The fortunes of the richest 10 doubled with Covid, the rest of the world got poorer


Elon Musk, boss of Tesla, named personality of the year 2021 by the American magazine Time, on December 13, 2021 in New York (GETTY IMAGES NORTH AMERICA/AFP/Archives/Theo Wargo)

The fortunes of the world’s ten richest men have doubled since the start of the pandemic while the incomes of 99% of humanity have shrunk, according to an Oxfam report on Monday.

“The increase in economic, gender and racial inequalities and inequalities between countries are destroying our world”, denounces the NGO for the fight against poverty, in a report entitled “Inequalities kill” and published on the edge of the Forum of Davos.

The cumulative fortune of all billionaires has experienced since the start of the Covid-19 pandemic “its largest increase ever”, from 5,000 billion dollars, to reach its highest level “at 13,800 billion.

The ten richest people in the world include according to Forbes magazine Elon Musk, Tesla boss Jeff Bezos (Amazon), Bernard Arnaud (LVMH), Bill Gates (Microsoft), Mark Zuckerberg (Meta/Facebook), Waren Buffett (Berkshire Hathaway), Larry Ellison (Oracle).

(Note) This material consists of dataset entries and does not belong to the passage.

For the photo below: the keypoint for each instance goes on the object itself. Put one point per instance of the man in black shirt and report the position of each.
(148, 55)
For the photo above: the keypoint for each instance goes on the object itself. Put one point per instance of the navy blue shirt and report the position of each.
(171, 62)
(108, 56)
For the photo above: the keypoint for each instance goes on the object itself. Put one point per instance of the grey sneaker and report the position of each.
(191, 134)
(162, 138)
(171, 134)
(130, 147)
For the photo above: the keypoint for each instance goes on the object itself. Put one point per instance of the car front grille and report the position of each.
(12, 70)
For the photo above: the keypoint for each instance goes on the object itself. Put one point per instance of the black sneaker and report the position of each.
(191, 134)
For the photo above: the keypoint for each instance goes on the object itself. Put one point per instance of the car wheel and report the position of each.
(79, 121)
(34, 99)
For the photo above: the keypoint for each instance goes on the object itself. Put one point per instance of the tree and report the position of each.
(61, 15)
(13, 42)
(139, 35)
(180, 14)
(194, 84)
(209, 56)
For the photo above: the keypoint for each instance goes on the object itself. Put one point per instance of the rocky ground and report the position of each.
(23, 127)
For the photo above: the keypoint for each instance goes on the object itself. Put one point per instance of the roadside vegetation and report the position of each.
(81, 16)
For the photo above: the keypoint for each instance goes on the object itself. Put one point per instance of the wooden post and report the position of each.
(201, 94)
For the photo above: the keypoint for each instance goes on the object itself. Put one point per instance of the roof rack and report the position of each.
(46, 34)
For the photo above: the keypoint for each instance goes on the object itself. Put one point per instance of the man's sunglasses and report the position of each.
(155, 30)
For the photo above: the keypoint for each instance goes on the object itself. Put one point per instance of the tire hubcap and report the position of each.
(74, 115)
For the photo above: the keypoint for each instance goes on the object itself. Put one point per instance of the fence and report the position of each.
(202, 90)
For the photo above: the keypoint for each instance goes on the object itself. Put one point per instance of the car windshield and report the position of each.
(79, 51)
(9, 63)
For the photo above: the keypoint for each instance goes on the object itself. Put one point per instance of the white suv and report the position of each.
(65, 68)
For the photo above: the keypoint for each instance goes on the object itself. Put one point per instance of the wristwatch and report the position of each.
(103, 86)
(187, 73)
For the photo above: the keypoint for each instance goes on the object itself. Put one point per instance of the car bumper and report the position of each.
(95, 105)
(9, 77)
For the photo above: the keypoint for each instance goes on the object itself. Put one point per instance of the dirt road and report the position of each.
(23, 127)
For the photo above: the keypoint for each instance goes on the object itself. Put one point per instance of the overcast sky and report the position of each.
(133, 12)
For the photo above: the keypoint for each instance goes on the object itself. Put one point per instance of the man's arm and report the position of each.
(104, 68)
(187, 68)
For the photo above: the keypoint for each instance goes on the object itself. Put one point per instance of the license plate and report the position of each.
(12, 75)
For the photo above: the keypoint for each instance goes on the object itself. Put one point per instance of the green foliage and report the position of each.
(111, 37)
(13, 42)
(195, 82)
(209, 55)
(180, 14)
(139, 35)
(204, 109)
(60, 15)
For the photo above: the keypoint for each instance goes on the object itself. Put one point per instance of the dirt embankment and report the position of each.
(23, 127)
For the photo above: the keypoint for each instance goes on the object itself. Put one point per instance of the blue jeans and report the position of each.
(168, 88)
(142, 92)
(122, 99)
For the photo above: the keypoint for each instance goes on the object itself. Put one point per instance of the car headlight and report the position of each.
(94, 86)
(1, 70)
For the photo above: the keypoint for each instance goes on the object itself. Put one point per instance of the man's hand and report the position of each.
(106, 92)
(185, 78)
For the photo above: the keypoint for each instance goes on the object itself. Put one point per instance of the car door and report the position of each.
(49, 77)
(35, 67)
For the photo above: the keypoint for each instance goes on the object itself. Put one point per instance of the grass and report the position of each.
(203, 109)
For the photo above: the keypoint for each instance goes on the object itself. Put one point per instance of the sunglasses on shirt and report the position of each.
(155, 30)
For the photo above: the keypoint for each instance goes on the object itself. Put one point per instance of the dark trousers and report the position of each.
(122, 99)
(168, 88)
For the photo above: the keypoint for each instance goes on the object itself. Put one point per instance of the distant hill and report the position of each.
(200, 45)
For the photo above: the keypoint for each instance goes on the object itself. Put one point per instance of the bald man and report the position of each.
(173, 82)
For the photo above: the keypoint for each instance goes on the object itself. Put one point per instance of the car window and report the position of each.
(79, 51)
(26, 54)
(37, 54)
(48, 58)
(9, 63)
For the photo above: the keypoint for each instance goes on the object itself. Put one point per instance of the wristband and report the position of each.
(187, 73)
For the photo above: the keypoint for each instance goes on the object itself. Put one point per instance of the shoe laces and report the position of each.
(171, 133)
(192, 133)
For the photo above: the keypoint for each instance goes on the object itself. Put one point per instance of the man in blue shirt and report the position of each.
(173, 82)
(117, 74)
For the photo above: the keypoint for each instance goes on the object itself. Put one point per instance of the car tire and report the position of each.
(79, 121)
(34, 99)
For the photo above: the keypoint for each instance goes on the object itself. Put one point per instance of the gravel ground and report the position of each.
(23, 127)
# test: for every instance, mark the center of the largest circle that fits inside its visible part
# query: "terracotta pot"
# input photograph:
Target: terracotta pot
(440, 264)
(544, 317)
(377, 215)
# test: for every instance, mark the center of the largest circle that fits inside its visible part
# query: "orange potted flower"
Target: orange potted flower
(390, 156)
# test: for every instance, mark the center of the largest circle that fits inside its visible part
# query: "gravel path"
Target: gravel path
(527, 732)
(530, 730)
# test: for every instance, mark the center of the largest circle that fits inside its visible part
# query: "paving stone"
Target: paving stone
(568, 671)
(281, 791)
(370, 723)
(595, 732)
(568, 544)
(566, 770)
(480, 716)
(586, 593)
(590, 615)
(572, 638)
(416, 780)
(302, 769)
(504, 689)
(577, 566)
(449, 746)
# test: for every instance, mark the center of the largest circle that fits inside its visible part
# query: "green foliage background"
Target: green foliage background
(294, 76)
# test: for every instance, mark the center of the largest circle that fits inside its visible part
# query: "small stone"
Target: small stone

The NGO adds that “we can overcome extreme poverty through progressive taxation” and public health systems that are free for all. Oxfam also recommends not to hinder the creation of unions and to remove intellectual property from vaccine patents.

E-commerce giant Amazon boss Jeff Bezos at a gala in West Hollywood, California on Nov. 13, 2021 (GETTY IMAGES NORTH AMERICA/AFP/Archives/Emma McIntyre)

According to Oxfam, inequality contributes to the deaths of “at least 21,000 people a day” based on global deaths from lack of access to health care, gender-based violence, hunger and to the climate crisis.

“A windfall tax of 99% on the income from the pandemic of the ten richest men would produce enough vaccines for the world, provide universal social and medical protection, fund climate adaptation and reduce climate-related violence. gender in 80 countries”, gives the example of the NGO.

She specifies that this would still leave “8 billion more than before the pandemic for these men”.

“Billionaires had a tremendous pandemic. Central banks pumped trillions of dollars into financial markets to save the economy, many of which ended up in the pockets of billionaires.”

The World Economic Forum warned for its part that the large inequalities in access to vaccines against Covid-19 risk weakening the fight for major international causes, such as climate change.

The face-to-face Davos Forum has been pushed back to the summer because of the Omicron variant, but an online edition opens Monday until January 21.